Wafi ragu. "Aku ... juga menyukaimu." Bagaimana mungkin aku memiliki rasa pada gadis yang baru kukenal selama sehari?

Rika mabuk cinta. Ia mencengkeram kedua bahu Wafi dengan manja. "Mas Wafi, ayo kita selesaikan kewajiban kita."

Wafi mengangguk, dan membalas tatapan Rika dengan sorot teduh. Ia meraba pipi dan tengkuk Rika. Jempol membuka bibir mungil sang istri. Kedua mata perlahan memejam seiring bibir mendekat. Wafi secara tak sadar sudah membuat Rika menggilainya, sampai ia tidak bisa berhenti berucap:

"Aku menyukaimu, Mas Wafi."

Keduanya berciuman mesra.

Tenggelam dalam cinta. Rika senang bisa merasakan bibir merah muda dan lembut serta manis. Mencintai lelaki yang sangat jauh dari kata berandal sangat nikmat. Ia suka sensasi mint dan permen kapas di mulutnya, terutama berewok tipis di dagu yang menggelitik mulut. Hingga tak sadar, Rika menaiki tubuh Wafi sampai terduduk. Di samping ranjang, bercumbu di atas pangkuan.

Ada yang aneh dengan tubuh Wafi. Ini bukan ciuman pertamaku, tetapi bagaimana bisa sekujur badan gemetar dan tegang? Apakah ini yang namanya ciuman pertama? Sensasi gatal merambat di sekujur pembuluh darah. Seisi perut gatal seperti banyak kupu-kupu yang berterbangan. Tubuh tegang dan melayang di surga. Namun—!

Wafi tak sadar ada sesuatu yang hendak keluar.

Benih-benih kristal merah muda sontak tumbuh, bergemeretak dari dalam tanah tak terkontrol. Seiring hasrat Wafi bercumbu dengan Rika, kristal tajam nan keras bergulung-gulung menggetarkan rumah. Hingga di puncaknya, ketika Rika menggigit lidah Wafi.

Gundukan kristal raksasa setinggi 10 meter mencuat ke angkasa, merobohkan rumah Rika berkeping-keping.

Rika melepas ciuman, dan mendorong Wafi. Ia mengais kembali kerudung segitiga dan membebatnya. Setelah itu, ia mengenakan jas dan kemeja Wafi sebagai pakaian. Bagaimana tidak, kini tidak ada dinding penghalang yang menutupi aurat mereka dari mata khalayak ramai. Hingga Wafi tersadar:

Semua orang terkesiap setelah membaca tato Penjaga Neraka di punggung.

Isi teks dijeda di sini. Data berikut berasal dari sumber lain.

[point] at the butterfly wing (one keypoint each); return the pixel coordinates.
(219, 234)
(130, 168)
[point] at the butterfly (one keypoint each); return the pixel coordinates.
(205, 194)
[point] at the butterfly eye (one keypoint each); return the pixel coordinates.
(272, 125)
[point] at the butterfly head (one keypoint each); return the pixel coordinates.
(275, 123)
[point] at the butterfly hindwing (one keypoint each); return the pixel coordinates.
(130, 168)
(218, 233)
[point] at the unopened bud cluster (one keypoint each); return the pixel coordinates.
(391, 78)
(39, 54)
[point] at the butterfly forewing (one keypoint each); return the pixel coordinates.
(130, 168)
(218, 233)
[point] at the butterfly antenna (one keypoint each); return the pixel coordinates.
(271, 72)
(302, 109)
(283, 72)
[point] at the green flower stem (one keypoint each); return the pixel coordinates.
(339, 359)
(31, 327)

Ini semua salah Wafi, seorang Penjaga Neraka! Semua orang berpikiran sama. Memandang Wafi jijik dan ingin meludahi. Bahkan, sepasang pria sudah mengambil bata untuk menyambit. Tak tertinggal, bapak Rika meronta-ronta mendatangi Wafi. Dia tak terima rumahnya hancur. Beruntung di sana ada Pak Goldy dan ajudan, yang belum pulang setelah menjadi saksi pernikahan Wafi dan Rika.

Ajudan yang tinggi besar hampir sama besarnya dengan Iblis, menahan Pak Imron. Pak Goldy mendatangi Wafi. Ia merangsek lincah melalui kristal merah muda yang berpusat padanya. Wajah tenang, berbeda dengan Pak Imron dan para penduduk Distrik Selatan yang murka. Mengetahui Penjaga Neraka seperti Wafi menghancurkan rumah.

"Ini semua di luar dugaan. Semua orang tahu." Pak Goldy menepuk punggung Wafi. "Memang seharusnya kau ikut kami, Wafi."

Wafi menunduk dan menggelengkan kepala. Ia tak bisa menatap Pak Goldy, yang merupakan seorang tentara. Ia pasti akan menebas kepalaku ketika menatap matanya.

"Tegakkan kepalamu dan tatap aku!" Pak Goldy memegang pundak Wafi.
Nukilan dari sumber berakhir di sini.